QUESTURA DI MANTOVA – Individuata l’autrice del furto aggravato perpetrato ai danni di un uomo di settantanove anni con la cosiddetta tecnica dei “baci e abbracci”.

Il personale della Polizia di Stato, in particolare gli operatori della Squadra Mobile della Questura di Mantova, a seguito di indagini, e anche con l’ausilio del sistema di videosorveglianza comunale, ha ricostruito le azioni delittuose della responsabile, una donna trentasettenne di origini rumene con numerosissimi precedenti specifici, che nella mattina del 18 Giugno si aggirava per le vie del centro cittadino esclusivamente con finalità predatorie.

Dalle indagini è emerso che, mentre la vittima passeggiava per la pubblica via, la donna tentava un approccio con l’uomo, iniziando con lui una conversazione e affiancandolo nella marcia. Nonostante i numerosi tentativi da parte di lei, la vittima non si fermava e, con l’intenzione di sfuggirle, trovava riparo in una chiesa.

La donna profittava però della circostanza e sfruttando il contesto meno esposto, lo irretiva e lo costringeva a subire atti sessuali non consenzienti; infine, con destrezza, gli sfilava l’orologio marca Rolex dal polso per poi darsi precipitosamente alla fuga.
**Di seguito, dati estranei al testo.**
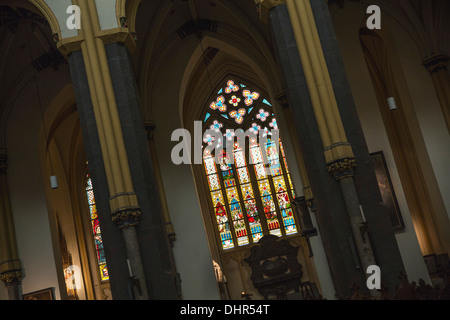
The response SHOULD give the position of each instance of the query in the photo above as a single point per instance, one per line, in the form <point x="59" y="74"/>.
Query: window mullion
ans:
<point x="241" y="201"/>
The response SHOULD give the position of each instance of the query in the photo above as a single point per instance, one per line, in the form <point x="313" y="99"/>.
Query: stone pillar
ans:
<point x="10" y="267"/>
<point x="333" y="145"/>
<point x="437" y="65"/>
<point x="119" y="160"/>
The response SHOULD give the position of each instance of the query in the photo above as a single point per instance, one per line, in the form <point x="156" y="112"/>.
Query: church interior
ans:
<point x="93" y="205"/>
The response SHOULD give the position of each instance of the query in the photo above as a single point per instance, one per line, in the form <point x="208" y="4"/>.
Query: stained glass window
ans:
<point x="250" y="186"/>
<point x="100" y="252"/>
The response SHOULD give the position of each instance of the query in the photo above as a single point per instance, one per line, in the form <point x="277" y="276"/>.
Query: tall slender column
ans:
<point x="341" y="162"/>
<point x="437" y="65"/>
<point x="10" y="267"/>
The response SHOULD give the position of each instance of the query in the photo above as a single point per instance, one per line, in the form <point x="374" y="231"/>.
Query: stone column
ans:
<point x="10" y="267"/>
<point x="150" y="128"/>
<point x="333" y="144"/>
<point x="119" y="160"/>
<point x="437" y="65"/>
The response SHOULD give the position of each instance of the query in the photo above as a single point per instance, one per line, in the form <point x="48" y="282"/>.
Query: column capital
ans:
<point x="436" y="63"/>
<point x="263" y="7"/>
<point x="150" y="127"/>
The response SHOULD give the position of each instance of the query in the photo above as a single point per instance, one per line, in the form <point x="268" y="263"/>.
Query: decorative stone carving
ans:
<point x="436" y="63"/>
<point x="275" y="268"/>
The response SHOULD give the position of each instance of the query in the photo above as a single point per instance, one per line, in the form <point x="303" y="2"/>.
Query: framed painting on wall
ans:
<point x="387" y="190"/>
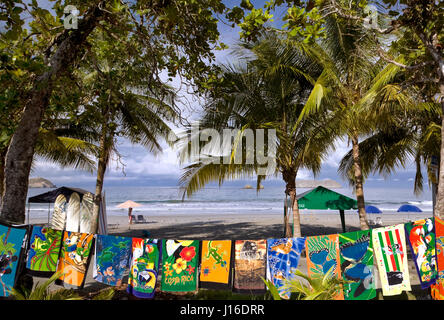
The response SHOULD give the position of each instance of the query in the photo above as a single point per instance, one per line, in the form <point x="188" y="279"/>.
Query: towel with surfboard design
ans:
<point x="356" y="256"/>
<point x="282" y="259"/>
<point x="215" y="268"/>
<point x="180" y="261"/>
<point x="323" y="257"/>
<point x="391" y="256"/>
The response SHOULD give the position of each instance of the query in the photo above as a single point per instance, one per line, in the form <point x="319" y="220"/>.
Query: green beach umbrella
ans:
<point x="321" y="198"/>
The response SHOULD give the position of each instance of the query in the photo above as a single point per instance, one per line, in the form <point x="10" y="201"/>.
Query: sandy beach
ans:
<point x="238" y="227"/>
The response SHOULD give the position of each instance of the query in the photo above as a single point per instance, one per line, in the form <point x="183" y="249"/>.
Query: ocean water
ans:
<point x="232" y="200"/>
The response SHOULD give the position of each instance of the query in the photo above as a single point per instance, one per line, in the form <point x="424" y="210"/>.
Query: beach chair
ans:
<point x="141" y="219"/>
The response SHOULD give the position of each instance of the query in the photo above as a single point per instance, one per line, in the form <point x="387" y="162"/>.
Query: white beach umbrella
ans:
<point x="129" y="204"/>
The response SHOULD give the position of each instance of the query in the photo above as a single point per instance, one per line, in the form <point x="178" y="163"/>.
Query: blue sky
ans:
<point x="144" y="169"/>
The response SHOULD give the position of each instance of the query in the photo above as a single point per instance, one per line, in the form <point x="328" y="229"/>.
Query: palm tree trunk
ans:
<point x="296" y="215"/>
<point x="439" y="205"/>
<point x="104" y="153"/>
<point x="358" y="184"/>
<point x="290" y="189"/>
<point x="2" y="172"/>
<point x="21" y="150"/>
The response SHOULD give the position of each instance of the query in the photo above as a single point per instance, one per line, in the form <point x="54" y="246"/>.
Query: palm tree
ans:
<point x="59" y="146"/>
<point x="123" y="103"/>
<point x="268" y="92"/>
<point x="349" y="67"/>
<point x="406" y="127"/>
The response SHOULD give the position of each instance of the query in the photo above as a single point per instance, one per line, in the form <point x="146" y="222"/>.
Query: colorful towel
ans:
<point x="282" y="257"/>
<point x="74" y="259"/>
<point x="391" y="255"/>
<point x="112" y="258"/>
<point x="44" y="249"/>
<point x="215" y="267"/>
<point x="11" y="244"/>
<point x="144" y="267"/>
<point x="250" y="266"/>
<point x="356" y="256"/>
<point x="323" y="255"/>
<point x="421" y="237"/>
<point x="438" y="288"/>
<point x="179" y="265"/>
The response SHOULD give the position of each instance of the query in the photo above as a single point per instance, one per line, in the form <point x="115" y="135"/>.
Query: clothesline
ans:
<point x="240" y="265"/>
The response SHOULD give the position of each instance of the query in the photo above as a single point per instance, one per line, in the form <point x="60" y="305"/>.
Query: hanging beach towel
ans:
<point x="73" y="213"/>
<point x="180" y="261"/>
<point x="282" y="257"/>
<point x="44" y="249"/>
<point x="215" y="269"/>
<point x="144" y="269"/>
<point x="12" y="242"/>
<point x="438" y="288"/>
<point x="88" y="221"/>
<point x="111" y="259"/>
<point x="250" y="266"/>
<point x="421" y="237"/>
<point x="356" y="256"/>
<point x="322" y="256"/>
<point x="74" y="259"/>
<point x="391" y="255"/>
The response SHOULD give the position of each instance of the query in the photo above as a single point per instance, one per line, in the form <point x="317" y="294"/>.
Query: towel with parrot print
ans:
<point x="11" y="245"/>
<point x="180" y="260"/>
<point x="144" y="270"/>
<point x="356" y="256"/>
<point x="44" y="249"/>
<point x="74" y="259"/>
<point x="391" y="256"/>
<point x="250" y="263"/>
<point x="323" y="257"/>
<point x="111" y="259"/>
<point x="282" y="257"/>
<point x="215" y="267"/>
<point x="421" y="237"/>
<point x="438" y="288"/>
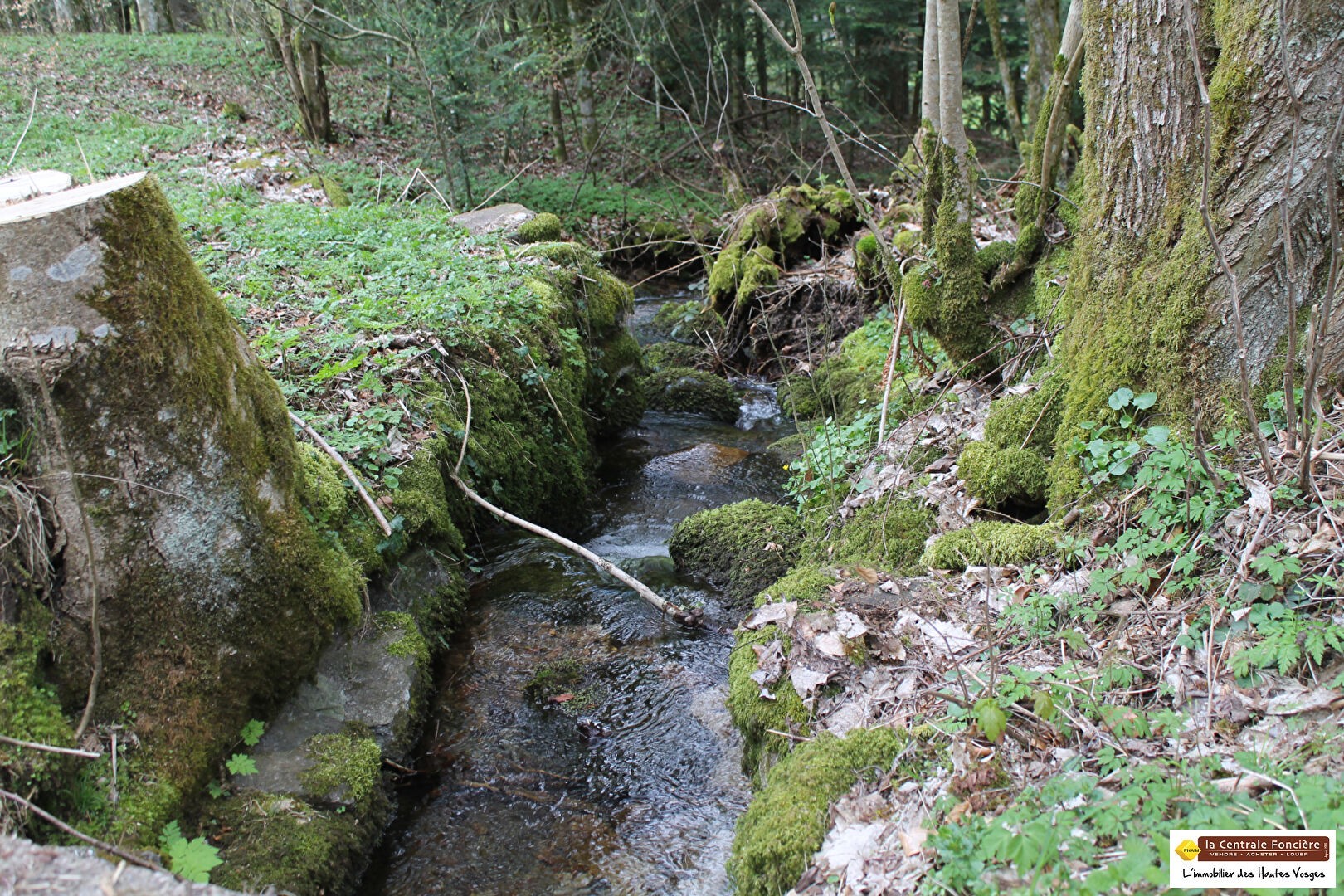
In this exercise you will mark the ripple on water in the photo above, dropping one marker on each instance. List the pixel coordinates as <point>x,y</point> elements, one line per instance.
<point>527,800</point>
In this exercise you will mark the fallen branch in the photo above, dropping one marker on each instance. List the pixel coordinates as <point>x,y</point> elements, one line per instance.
<point>693,618</point>
<point>353,480</point>
<point>93,841</point>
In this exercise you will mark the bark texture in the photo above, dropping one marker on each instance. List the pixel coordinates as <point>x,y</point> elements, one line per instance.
<point>1149,308</point>
<point>173,473</point>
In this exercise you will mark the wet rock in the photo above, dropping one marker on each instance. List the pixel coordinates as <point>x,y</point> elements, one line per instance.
<point>700,464</point>
<point>505,218</point>
<point>75,871</point>
<point>373,680</point>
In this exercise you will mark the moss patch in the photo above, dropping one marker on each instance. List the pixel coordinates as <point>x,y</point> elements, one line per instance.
<point>1029,419</point>
<point>1001,477</point>
<point>543,229</point>
<point>346,768</point>
<point>739,547</point>
<point>691,391</point>
<point>992,544</point>
<point>888,535</point>
<point>28,709</point>
<point>786,821</point>
<point>756,716</point>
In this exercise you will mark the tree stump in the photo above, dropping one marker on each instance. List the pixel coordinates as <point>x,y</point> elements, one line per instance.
<point>171,469</point>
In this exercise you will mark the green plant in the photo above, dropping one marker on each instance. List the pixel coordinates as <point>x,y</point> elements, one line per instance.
<point>830,455</point>
<point>1287,640</point>
<point>191,859</point>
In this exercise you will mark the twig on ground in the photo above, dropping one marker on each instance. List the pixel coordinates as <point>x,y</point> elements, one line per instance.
<point>334,455</point>
<point>693,618</point>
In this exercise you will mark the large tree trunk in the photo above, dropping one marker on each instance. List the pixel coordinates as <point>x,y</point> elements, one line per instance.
<point>171,472</point>
<point>1151,309</point>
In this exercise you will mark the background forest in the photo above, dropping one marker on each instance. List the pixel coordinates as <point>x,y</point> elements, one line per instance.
<point>1049,292</point>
La donna è stata denunciata a piede libero per il reato di furto aggravato e violenza sessuale; altresì è stata colpita dalla misura di prevenzione emessa dal Questore di Mantova, del rimpatrio, presso la città di origine, con foglio di via obbligatorio.

Si specifica che la persona denunciata in stato di libertà è da considerarsi innocente sino a un provvedimento definitivo dell’Autorità Giudiziaria.